Milvus only touches the GPU while building or querying GPU-backed indexes (for example `GPU_CAGRA`, `GPU_IVF_FLAT`, `GPU_IVF_PQ`, or `GPU_BRUTE_FORCE`). Use the snippet below to create a collection, insert data, build a `GPU_CAGRA` index, and run a search. The index build/search phases will momentarily show up in `nvidia-smi`.

In [None]:
%%bash
python - <<'PY'
from pymilvus import (
    connections,
    FieldSchema, CollectionSchema, DataType,
    Collection
)
import numpy as np

# Connect to the standalone Milvus instance
connections.connect(host="127.0.0.1", port="19530")

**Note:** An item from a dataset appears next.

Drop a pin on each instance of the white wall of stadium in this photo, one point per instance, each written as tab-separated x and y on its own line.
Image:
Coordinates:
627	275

# Drop any leftover collection from previous runs
COLLECTION_NAME = "gpu_quickstart"
if COLLECTION_NAME in [c.name for c in Collection.list_collections()]:
    Collection(COLLECTION_NAME).drop()

# Define schema
fields = [
    FieldSchema(name="id", dtype=DataType.INT64, is_primary=True, auto_id=False),
    FieldSchema(name="emb", dtype=DataType.FLOAT_VECTOR, dim=384),
]
schema = CollectionSchema(fields, description="GPU validation demo")

# Create collection and insert random vectors
collection = Collection(name=COLLECTION_NAME, schema=schema)
np.random.seed(42)
N = 20000
ids = np.arange(N)
embeddings = np.random.random((N, 384)).astype(np.float32)
collection.insert([ids, embeddings])

# Build a GPU index (GPU_CAGRA) and load it
collection.create_index(
    field_name="emb",
    index_params={
        "index_type": "GPU_CAGRA",
        "metric_type": "L2",
        "params": {"graph_degree": 32}
    }
)
collection.load()

# Run a search to exercise the GPU
search_vec = embeddings[:5]
results = collection.search(
    search_vec,
    "emb",
    param={"metric_type": "L2", "search_width": 8},
    limit=5,
)
print(f"Search completed, hits for first query: {[hit.id for hit in results[0]]}")

# Clean up so the next run starts fresh
collection.drop()
PY

While the index builds or searches run, execute `watch -n 1 nvidia-smi` in another terminal — Milvus should briefly appear in the process list with GPU memory usage.

## 9. Optional tuning (memory pool)

If you need to adjust GPU memory reservations, copy `/milvus/configs/milvus.yaml` out of the container, edit the `gpu.initMemSize` and `gpu.maxMemSize` values, then copy the file back and restart the container. This mirrors the memory-pool guidance in the Milvus GPU install manual.

## 10. Shutdown / restart

When finished:

```bash
docker compose down
```

To reboot later, re-open Ubuntu, `cd ~/milvus`, and run `docker compose up -d` again. Verify with `docker compose ps` before reconnecting from Python.